In applying Corwin, Vice Chancellor Laster stated that, if the stockholders approved the conflict-of-interest after full disclosure, the business judgment rule would apply. Thus, the plaintiffs claimed that the Proxy Statement failed to disclose the defendant’s self-interest in engineering the spinoff to generate change-of-control benefits. Thus, the key issue was whether the CPG stockholders were fully informed of the alleged conflict-of-interest prior to their vote approving the transaction.

Were the CPG Stockholders Fully Informed?

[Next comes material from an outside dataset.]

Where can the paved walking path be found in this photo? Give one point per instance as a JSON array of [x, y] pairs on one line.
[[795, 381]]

Citing prior Delaware cases, Vice Chancellor Laster stated that the duty of disclosure demands that fiduciaries disclose facts, but not legal conclusions as to the inferences to be drawn from those facts. He stated that “when a proxy statement describes the facts that create differing incentives for fiduciaries, it need not explain how those differing incentives could produce a self-interested outcome.” The Proxy Statement disclosed CPG’s preparation for potential acquisition offers, engagement of two financial advisors, comprehensive review of its strategic alternatives and process leading up to the Merger Agreement. Moreover, the basic terms of the defendants’ compensation packages were publicly available and the Proxy Statement disclosed that the total value of change-of-control benefits that two of the defendants earned through the merger was higher than would have been received if NiSource simply sold CPG without the spinoff. Essentially, the plaintiffs argued that the defendants were obligated to disclose that they acted for selfish and self-interested reasons. Vice Chancellor Laster noted that there was no requirement for “the defendants to aver that they acted for that purpose,” which if true, “would be to force them to engage in self-flagellation.” He concluded that “[t]he material facts were disclosed. That is all Delaware law requires.”

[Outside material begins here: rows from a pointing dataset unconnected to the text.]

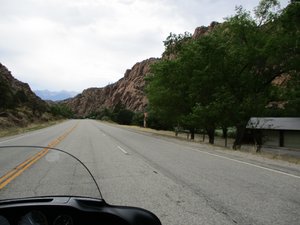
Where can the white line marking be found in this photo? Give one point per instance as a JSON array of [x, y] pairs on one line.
[[249, 164], [126, 153], [20, 137]]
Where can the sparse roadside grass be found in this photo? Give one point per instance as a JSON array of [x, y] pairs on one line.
[[4, 132], [246, 150]]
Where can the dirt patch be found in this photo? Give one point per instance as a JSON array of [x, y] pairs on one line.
[[4, 132]]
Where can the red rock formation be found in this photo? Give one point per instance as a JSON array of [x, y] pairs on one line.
[[129, 91]]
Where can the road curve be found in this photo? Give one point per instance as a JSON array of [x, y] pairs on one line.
[[181, 183]]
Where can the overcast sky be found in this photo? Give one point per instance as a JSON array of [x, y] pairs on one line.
[[76, 44]]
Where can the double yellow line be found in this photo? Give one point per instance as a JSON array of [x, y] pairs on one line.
[[18, 170]]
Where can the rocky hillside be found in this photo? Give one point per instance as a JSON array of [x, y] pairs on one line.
[[128, 91], [19, 106]]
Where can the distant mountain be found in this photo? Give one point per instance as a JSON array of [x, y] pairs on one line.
[[128, 91], [55, 95], [19, 106]]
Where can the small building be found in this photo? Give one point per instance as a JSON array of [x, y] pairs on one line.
[[277, 131]]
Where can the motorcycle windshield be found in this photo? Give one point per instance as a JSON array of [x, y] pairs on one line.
[[43, 171]]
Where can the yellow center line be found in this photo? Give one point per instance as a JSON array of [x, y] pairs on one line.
[[18, 170]]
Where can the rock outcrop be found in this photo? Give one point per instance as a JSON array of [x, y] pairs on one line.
[[19, 106], [128, 91]]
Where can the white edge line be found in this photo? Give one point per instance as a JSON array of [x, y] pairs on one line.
[[20, 137], [126, 153], [249, 164]]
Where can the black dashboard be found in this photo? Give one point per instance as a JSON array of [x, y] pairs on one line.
[[71, 211]]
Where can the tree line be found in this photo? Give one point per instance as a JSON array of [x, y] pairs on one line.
[[247, 66]]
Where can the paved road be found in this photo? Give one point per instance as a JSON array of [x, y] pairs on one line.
[[182, 183]]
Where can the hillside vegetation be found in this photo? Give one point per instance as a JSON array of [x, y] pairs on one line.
[[246, 67]]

Financial Advisor Conflict

The Columbia plaintiffs also alleged that the Proxy Statement failed to disclose that Goldman had a conflicting financial interest because Goldman and its affiliates collectively owned approximately $28.4 million in TRP stock. Vice Chancellor Laster noted that Goldman and its affiliates also owned approximately $50.4 million of CPG stock and approximately $30.1 million of Columbia Pipeline Partners limited partnership units. Therefore, he concluded that one could not infer from these positions that Goldman’s interests favored TRP.

While Vice Chancellor Laster noted that there was no obligation to disclose these positions, because they were available in Goldman’s publicly filed Form 13F, in dicta he noted that he would favor a disclosure regime that requires a proxy statement for a merger to disclose the positions that the sell-side investment advisors and its affiliates held in the sell-side entity, the acquirer and any other participant in the sale process. In his view, it would be preferable to have these matters set out in a table in the proxy statement, rather than expecting stockholders to uncover the information in other lengthy filings.


Since the plaintiffs had not pled a viable disclosure claim, and the stockholder vote was therefore fully informed and uncoerced, the business judgment rule applied and the action was dismissed. This decision appears to further broaden the Corwin line of cases by applying to circumstances where a board conflict-of-interest exists, but the material facts of such conflict have been adequately disclosed. In other words, the Delaware Chancery Court appears to have now concluded that, as long as stockholders know the facts giving rise to the conflict-of-interest when they vote for the deal, if they approve of the deal in such vote, the board and the company will receive the benefit of the business judgment rule.